Primary Skills:Pyspark Hive Data Engineering Sqoop Cloudera Hadoop Mapreduce
Secondary Skills:Spark Hdfs Python Pig
Job Location:
Bangalore/Bengaluru
Posted Date:
391 days ago
Job Description
Greetings! We are looking for Data Engineer with experience in Python, PYSPARK, Azure, Hadoop Eco system for Bangalore location. Please find the below JD:
Required knowledge, Skills and qualifications:
Knowledge of Python and Pyspark is an absolute must.
Knowledge of Azure, Hadoop 2.0 ecosystems, HDFS, MapReduce, Hive, Pig, Sqoop, Mahout, Spark is important for this role.

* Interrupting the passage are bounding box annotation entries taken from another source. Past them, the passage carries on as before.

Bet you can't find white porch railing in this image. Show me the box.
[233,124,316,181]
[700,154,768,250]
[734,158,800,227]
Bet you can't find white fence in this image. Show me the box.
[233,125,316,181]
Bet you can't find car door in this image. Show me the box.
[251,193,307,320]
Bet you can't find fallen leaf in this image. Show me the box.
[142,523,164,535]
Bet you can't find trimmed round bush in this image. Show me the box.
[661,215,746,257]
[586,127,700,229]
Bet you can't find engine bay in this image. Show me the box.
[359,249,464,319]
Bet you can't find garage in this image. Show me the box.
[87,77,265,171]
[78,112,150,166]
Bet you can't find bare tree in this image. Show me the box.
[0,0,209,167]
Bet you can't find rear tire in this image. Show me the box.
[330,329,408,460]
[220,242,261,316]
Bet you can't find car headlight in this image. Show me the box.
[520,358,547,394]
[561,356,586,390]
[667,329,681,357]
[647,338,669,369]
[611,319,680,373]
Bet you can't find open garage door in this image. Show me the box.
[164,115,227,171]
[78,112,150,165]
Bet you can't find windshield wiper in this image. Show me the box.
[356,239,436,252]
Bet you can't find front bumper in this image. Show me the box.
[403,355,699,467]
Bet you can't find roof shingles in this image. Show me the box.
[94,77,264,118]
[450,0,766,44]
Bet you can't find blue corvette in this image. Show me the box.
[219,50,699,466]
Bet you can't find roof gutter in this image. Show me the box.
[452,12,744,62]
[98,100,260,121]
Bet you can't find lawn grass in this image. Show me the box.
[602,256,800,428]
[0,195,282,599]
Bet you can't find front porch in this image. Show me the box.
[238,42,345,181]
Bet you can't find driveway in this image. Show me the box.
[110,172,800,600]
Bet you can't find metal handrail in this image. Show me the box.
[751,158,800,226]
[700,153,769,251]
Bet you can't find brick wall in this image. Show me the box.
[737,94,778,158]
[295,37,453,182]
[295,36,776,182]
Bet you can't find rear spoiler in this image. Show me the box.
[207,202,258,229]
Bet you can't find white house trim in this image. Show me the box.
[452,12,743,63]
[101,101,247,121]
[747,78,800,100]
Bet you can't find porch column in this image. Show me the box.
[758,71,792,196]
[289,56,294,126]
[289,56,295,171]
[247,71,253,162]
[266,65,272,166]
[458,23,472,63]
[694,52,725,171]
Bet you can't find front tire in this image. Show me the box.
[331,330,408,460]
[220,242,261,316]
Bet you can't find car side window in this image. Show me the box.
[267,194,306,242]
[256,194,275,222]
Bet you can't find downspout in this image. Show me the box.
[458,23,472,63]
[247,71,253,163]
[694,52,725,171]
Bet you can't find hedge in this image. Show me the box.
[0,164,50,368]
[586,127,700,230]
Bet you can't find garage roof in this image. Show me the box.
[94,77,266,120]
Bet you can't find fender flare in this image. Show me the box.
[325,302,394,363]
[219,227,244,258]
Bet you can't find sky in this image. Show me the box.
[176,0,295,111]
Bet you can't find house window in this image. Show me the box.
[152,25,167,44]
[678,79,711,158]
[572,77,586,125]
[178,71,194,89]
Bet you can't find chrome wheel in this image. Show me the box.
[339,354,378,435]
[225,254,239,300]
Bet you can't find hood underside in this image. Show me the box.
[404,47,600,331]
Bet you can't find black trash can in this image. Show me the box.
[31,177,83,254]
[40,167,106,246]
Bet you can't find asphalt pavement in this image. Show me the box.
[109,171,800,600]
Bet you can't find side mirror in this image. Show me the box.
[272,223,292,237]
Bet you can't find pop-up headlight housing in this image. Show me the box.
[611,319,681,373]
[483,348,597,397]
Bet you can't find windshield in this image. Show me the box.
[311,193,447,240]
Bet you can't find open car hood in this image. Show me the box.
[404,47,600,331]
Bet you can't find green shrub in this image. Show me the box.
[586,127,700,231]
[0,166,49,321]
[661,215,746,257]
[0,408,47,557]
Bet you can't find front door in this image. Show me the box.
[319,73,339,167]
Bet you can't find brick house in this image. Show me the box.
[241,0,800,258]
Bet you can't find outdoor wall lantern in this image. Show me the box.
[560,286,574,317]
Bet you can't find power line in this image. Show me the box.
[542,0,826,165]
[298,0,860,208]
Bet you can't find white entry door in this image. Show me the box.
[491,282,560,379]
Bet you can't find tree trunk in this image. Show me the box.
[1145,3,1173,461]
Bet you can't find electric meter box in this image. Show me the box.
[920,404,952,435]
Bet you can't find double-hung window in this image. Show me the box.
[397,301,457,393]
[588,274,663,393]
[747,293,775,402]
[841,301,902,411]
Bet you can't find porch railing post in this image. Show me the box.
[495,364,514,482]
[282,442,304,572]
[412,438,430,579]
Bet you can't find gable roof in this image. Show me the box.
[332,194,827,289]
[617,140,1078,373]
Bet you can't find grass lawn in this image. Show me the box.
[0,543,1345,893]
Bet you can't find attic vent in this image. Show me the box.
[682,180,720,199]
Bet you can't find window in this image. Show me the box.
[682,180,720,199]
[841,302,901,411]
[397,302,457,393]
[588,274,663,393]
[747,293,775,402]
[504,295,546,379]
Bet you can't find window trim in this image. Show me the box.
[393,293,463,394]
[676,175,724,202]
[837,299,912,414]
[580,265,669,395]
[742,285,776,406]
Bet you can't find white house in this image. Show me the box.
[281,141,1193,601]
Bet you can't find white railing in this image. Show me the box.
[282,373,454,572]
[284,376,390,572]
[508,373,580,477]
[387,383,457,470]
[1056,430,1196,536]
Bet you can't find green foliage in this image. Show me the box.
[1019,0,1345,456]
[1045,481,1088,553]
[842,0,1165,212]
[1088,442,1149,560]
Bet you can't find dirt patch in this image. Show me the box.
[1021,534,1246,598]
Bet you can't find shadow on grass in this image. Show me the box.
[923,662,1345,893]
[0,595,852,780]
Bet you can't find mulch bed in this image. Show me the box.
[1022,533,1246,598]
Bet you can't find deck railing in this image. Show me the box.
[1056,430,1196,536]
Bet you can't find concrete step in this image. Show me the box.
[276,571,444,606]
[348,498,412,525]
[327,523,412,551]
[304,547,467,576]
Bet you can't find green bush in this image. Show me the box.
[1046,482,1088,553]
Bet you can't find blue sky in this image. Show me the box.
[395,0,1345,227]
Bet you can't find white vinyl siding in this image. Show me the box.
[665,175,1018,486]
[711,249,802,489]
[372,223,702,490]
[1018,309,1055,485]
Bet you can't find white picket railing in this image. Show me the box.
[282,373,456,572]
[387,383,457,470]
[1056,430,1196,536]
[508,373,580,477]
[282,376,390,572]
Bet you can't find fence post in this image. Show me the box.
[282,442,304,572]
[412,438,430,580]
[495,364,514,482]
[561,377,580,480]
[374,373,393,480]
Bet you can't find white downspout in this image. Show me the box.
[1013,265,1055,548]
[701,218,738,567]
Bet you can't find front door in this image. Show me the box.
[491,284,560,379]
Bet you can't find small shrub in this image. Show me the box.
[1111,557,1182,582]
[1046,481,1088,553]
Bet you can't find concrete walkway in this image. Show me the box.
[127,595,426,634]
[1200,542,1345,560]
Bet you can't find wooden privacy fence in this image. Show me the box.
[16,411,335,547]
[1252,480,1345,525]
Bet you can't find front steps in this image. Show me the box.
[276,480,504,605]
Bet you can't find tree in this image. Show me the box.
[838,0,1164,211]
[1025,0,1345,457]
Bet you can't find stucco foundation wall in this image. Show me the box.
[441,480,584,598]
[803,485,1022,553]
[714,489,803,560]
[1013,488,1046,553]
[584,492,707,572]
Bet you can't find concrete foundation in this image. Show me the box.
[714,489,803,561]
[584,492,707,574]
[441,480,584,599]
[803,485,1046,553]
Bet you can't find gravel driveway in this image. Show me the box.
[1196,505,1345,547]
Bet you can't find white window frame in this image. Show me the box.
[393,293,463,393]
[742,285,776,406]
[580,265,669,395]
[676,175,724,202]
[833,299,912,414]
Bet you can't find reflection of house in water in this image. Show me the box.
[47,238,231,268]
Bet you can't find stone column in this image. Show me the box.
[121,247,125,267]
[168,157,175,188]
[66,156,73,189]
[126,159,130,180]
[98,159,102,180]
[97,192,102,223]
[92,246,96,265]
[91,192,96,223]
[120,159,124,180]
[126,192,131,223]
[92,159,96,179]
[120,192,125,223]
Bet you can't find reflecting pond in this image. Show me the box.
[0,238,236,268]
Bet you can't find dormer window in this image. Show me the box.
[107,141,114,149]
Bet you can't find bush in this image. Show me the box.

Experience with Web Scraping frameworks (Scrapy or Beautiful Soup or similar).
Extensive experience working with Data APIs (Working with REST endpoints and/or SOAP).
Significant programming experience (with above technologies as well as Java, R and Python on Linux).
Knowledge of any commercial distribution application such as Horton Works, Cloudera, MapR etc.
Excellent working knowledge of relational databases, MySQL, Oracle etc.
Experience with Complex Data Parsing (Big Data Parser) a must. Should have worked on XML, JSON and other custom Complex Data Parsing formats.
Natural Language Processing (NLP) skills with experience in Apache Solr, Python a plus.
Knowledge of High-Speed Data Ingestion, Real-Time Data Collection and Streaming is a plus.
Bachelors in computer science or related educational background.
3-5 years of solid experience in Big Data technologies a must.